Come September, you’ll see them on the turf at Sam Boyd Stadium, sweating their butts off in UNLV’s signature scarlet and gray, giving their everything for the screaming crowd. No, this isn’t Rebels football—it’s UNLV’s Star of Nevada Marching Band.
This week, the band students take the practice field for the first time, so we tapped professor of music Anthony LaBounty, UNLV’s associate director of bands, to talk about this season’s field shows, new gameday performance elements and how one of the Killers was smashing cymbals before “Mr. Brightside” hit the airwaves.
The marching band often plays popular music. What are you playing this year? Most of the popular favorites are things that we do when we feature the Scarlet Dance Line. This year we’ll do several shows. The first show out of the chute at the Arizona game basically will be a spy theme, so we’re going with 007, Austin Powers, "Mission: Impossible," those types of themes. That’ll service for the first three games, actually.
What else do you have planned for this season? We also do a veterans’ salute, typically in early November around Veteran’s Day, which has become probably the most well-received show of all because everyone’s got a family member that’s been in the military. And we feature the music from all five branches—Army, Air Force, Navy, Marines, Coast Guard. It’s basically a throwback to the 1950s and ’60s where you did picture shows on the field. So the band will form a big airplane for the Air Force and a big eagle for the United States Army theme, and maybe the anchor for the United States Navy. We’re going to do a Michael Jackson tribute show. That’s for our very last game, on Nov. 30.
Aside from Sam Boyd Stadium, where else has the band played around town? One of the things that we did back in November was performing with the 2012 "American Idol" winner, Phillip Phillips. He was the keynote performer at the NASCAR Sprint Cup Series Awards banquet, which is televised on the Speed network. They asked us to perform [“Home”] with him. There’s a section in the song where the drums are playing, and so of course, it worked out perfectly to have 25 of our drumline guys come in and help bring in some more pageantry to the performance.

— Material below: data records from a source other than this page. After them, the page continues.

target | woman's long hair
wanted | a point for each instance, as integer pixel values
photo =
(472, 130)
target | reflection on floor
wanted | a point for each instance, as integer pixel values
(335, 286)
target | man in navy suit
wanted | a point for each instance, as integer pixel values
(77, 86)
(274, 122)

A year or two ago we were asked to be on "Live with Regis and Kelly"—that was before Regis retired.
I heard Ronnie Vannucci from the Killers was in the marching band. Is that true? He played cymbals, and he was very dedicated. And in fact, he’d always say, “Hey, come see my band, come see my band.” We’d come back after a long day at the stadium after games, and he’d be in the practice room until 2, 3 in the morning. He was very dedicated. He pursued his dream and he’s living it.
You’ve been at UNLV 26 years. Is there a particular memory that stands out? It’s unfortunate, but it has to do with my memory of a show that we did right after 9/11. We had a game that was scheduled against BYU at that time and they postponed the game for obvious reasons, and then the athletic department rescheduled it. Our colleagues up at BYU were bringing their band to the game, and so we asked them if they wanted to have a joint show, paying tribute to the members of our law enforcement and fire and rescue, and also paying tribute to those who lost their lives and of course the family members. We did that together, both bands on the field. We got gigantic American flags and we designed the show … and it was awesome. Unfortunately, it was in tribute to something as awful as that, but people came together and it was pretty special.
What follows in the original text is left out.